I come back reluctantly and with trepidation.

Classic meme. Not the first time I've used it

To be fair to my job, I don't hate it. I really don't.

I work with fantastic people, on meaningful things and I generally get shit done. I make a difference and as far as I know, people like working with me. Mostly.

So why not look forward to coming back?

I have theories as to why.

The first is that a holiday represents a pattern break, and I'm a pretty habitual person. I feel like habits give me comfort and help to keep me on whatever path I think it's important to be on, so when they break down, I feel lost and sad and all other sorts of things.

When I'm on holidays I know that I don't need to keep to my patterns, so they fall away remarkably quickly.

It's stupid really, because those patterns are the things that help keep me moving forward and manage my happiness, so dropping them just because I'm on holidays is a remarkably silly frame of mind.

But the kicker is that dropping them feels good. At least at first. Like allowing a taut string to slacken and relax for a moment.

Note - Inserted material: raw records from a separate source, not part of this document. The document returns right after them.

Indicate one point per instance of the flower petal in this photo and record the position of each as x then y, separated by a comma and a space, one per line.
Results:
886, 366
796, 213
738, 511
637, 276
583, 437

But when the break is over, I have to spend a bunch of effort re-establishing those patterns so that I can continue to function.

And that is hard. It's tiring and the very thought of it, the thought I having to go through all of that effort again when I could have just maintained the patterns in the first place is disheartening.

The second theory is that holidays remind me of how nice it is not to have to care about things. To answer only to myself, and to be free to do what I want to do, when I want to do it.

Unfortunately, that generally means that I choose to do very little of import, which mostly takes the form of playing video games and eating more food than I should.

It worries me that when given the choice, I choose laziness, but maybe I'm choosing laziness because of a rubber-band reaction of sorts. Like, I'm stressed at all other times so when I get the chance not to be, I grab it with both hands and make the best of it.

It's very nice to not have to care about things though, to not have the weight of a bunch of different problems that you need to solve bearing down on you. I get that feeling a lot, which comes more from me than it does from my environment, I think.

I doubt people are expecting me to solve all their problems, so I'm probably just making a rod for my own back by internally accepting that sort of burden. I mean, people do expect me to solve some of their problems, that's kind of what being a manager is, but maybe I could be more realistic about what is actually expected of me.

The third and final theory is that holidays create a gap in my experience. The world continues to turn while I am gone, and things continue to happen and that irritates me.

But I need to know about those things, because they are probably important to doing my job. I don't like feeling left behind.

So, when I get back from a holiday, not only do I have to recreate my patterns and start caring about things again, I have to catch up on everything that I missed while I was vacuously staring into a display of some sort.

But there is something else here. The underlying fear that things won't shake out the way that I think they should if I'm not there to make it happen. That things won't progress in the right direction.

That I have to be involved in order to get a good outcome.

And that is a stupid, arrogant thought, and I know I should trust those around me, or failing that, trust myself and my ability to lead and inspire enough such that expectations that I have set are met even without my domineering presence.

So where does that leave me in terms of holidays?

I know I need to take them.

I know I enjoy them when I take them.

I know that they hurt when they are over.

Is this crushing desire to not return to work just an ephemeral feeling, one that will dissipate into the ether as the momentum of normal life returns?

Probably.

I started writing this blog post at the beginning of the week, when the feeling was fresh and powerful.

I finished writing this blog post at the end of the week, when the feeling was mostly gone.

That itself shows that it's just a matter of pushing forward and getting on with things. Maybe trying some of that emotion management stuff where you acknowledge that you are feeling something, but you don't dwell on it. You let it pass, like watching a river flow by, or traffic drive down a road.

I don't think I'm a very zen sort of person, but sometimes thinking about things like that helps.

And if you just take things one day at a time, it usually turns out okay.